Location: Northwest Irrigation and Soils Research
Project Number: 2054-21220-004-00-D
Project Type: Appropriated
Start Date: Jun 2, 2013
End Date: Jun 1, 2018
1. Identify molecular markers and their genetic map positions for priority sugar beet traits, including host plant resistance to curly top, root rots, and abiotic stresses. [NP301, C1, PS1B] 1.1. Whole genome re-sequencing of sugar beet public breeding line KDH13 for genetic variation analysis. 1.2. Identify a large representative set of single nucleotide polymorphism (SNP) markers for genotyping of mapping populations and germplasm. 1.3. Construct high density genetic linkage map to identify DNA markers closely linked to genes regulating resistance to curly top. 2. Improve germplasm screening procedures for host plant resistance, and incorporate disease management options into production practices through enhanced understanding of plant pathogen etiology and interactions with host resistance, pests, and abiotic stresses. [NP303, C3, PS3A] 2.1. Investigate curly top species variation and/or the presence of new curly top species in sugar beet. 2.2. Refine management strategies for curly top and pest control in sugar beet. 2.3. Establish the etiology and management options for an Athelia-like fungus associated with stored sugar beet roots. 2.4. Characterize and exploit the interaction of Rhizoctonia solani and Leuconostoc mesenteroides in sugar beet root rot to improve disease management options. 2.5. Determine the effect of rhizomania in the field on freeze damage to sugar beet roots in storage. 3. Identify novel sources of host plant resistance to diseases (curly top, rhizomania, and root rots), storage, and abiotic stresses (drought and frost), and incorporate them into adapted germplasm. [NP301, C1, PS1A]

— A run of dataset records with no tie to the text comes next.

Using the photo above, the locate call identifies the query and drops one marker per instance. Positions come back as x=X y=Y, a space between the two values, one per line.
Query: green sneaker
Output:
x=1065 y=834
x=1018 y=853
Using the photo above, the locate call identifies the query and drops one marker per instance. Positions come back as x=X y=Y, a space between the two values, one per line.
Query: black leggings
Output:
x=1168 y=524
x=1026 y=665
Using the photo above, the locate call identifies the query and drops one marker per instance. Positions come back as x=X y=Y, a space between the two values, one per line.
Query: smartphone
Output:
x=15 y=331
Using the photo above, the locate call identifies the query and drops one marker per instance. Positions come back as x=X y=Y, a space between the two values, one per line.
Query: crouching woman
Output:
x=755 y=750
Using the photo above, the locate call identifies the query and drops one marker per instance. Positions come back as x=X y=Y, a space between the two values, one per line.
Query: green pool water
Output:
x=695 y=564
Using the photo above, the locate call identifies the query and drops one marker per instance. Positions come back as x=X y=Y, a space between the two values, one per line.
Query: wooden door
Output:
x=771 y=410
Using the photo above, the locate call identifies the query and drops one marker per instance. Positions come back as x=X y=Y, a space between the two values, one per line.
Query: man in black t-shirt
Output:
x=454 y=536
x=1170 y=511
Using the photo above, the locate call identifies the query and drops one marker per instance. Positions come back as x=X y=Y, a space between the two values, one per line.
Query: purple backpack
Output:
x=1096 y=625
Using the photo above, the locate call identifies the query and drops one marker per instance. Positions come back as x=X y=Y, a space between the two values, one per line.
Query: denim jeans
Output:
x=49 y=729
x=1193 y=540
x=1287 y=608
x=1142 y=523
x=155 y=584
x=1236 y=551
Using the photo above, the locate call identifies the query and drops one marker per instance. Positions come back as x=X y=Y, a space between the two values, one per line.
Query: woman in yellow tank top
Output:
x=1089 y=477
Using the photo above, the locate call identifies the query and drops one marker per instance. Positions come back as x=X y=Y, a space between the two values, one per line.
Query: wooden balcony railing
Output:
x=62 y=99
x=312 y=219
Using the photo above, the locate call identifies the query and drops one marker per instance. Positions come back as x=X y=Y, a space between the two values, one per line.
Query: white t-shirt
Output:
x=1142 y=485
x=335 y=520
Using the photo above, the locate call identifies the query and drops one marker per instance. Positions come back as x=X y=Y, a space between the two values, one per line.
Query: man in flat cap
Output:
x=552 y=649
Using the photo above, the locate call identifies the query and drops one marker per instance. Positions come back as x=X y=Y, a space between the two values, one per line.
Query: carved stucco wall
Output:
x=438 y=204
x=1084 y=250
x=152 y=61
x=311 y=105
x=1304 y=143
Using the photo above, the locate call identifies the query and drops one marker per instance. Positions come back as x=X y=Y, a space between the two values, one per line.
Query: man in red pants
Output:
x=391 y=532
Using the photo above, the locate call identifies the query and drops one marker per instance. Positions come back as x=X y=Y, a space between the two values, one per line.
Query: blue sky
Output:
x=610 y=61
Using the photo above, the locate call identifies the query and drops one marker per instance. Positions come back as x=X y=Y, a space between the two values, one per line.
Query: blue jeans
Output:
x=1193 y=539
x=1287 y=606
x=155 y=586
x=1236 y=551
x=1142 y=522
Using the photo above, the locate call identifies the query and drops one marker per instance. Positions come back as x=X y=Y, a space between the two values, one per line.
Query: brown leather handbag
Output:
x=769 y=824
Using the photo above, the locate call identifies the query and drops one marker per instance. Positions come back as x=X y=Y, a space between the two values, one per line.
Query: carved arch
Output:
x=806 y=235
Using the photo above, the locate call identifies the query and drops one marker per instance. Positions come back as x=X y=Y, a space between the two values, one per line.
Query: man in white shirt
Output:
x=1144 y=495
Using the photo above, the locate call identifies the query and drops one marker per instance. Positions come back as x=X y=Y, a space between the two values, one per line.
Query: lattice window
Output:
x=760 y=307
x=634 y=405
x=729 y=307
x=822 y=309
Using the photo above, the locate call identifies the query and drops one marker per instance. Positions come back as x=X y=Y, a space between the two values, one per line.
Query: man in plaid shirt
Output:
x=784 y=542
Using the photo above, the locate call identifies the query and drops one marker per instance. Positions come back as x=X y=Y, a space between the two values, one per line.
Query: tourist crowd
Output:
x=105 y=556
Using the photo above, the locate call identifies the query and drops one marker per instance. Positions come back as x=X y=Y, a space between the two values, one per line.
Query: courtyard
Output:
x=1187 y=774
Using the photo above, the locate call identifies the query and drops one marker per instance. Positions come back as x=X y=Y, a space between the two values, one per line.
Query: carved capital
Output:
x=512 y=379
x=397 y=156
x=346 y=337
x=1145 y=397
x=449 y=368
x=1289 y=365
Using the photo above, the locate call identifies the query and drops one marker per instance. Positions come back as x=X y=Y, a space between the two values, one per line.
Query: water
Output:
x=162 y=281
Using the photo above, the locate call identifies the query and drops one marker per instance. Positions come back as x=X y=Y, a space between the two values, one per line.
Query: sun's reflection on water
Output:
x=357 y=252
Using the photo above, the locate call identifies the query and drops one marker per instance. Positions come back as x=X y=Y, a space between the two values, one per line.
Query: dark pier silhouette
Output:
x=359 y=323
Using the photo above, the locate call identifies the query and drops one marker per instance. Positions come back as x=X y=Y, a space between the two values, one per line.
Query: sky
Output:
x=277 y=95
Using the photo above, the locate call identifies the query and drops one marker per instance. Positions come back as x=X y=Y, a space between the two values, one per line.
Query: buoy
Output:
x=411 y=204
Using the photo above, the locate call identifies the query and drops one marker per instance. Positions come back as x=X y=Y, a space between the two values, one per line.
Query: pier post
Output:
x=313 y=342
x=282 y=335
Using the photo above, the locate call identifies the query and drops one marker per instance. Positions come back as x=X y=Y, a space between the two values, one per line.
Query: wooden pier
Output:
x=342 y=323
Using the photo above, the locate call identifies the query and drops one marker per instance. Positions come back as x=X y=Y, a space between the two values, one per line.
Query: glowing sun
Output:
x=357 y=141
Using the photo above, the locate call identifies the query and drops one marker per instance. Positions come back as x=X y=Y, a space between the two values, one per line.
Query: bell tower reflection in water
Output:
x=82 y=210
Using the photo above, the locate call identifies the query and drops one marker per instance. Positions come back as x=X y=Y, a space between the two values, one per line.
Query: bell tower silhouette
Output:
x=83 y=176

Establish a research program to coordinate, interact and collaborate with university scientists to provide sustainable integrated disease and pest management strategies for sugar beet. New sugar beet germplasm with enhanced disease resistance and agronomic qualities will be developed, along with innovative and improved disease management strategies. Specific focus has been placed on alleviating crop losses due to curly top, rhizomania, root rots, spoilage during storage, and seedling frost injury. Genetic research will identify molecular markers associated with curly top resistance and establish their genetic map position. Understanding the etiology of pathogens associated with curly top, rhizomania, root rots, and storage losses, i.e., fungal decay, will lead to improved disease management options and screening methods. Using genetic methods with germplasm from the disease screening nurseries (curly top, rhizomania, Rhizoctonia-bacterial root rot, and storage), we will identify novel genes regulating traits of interest ultimately leading to public release of improved germplasm. New germplasm will be used by the sugar beet industry to enhance disease resistance and improve yields in commercial cultivars. The new genetic and pathogen knowledge generated will also allow our stakeholders to reduce losses by improved disease and postharvest storage management.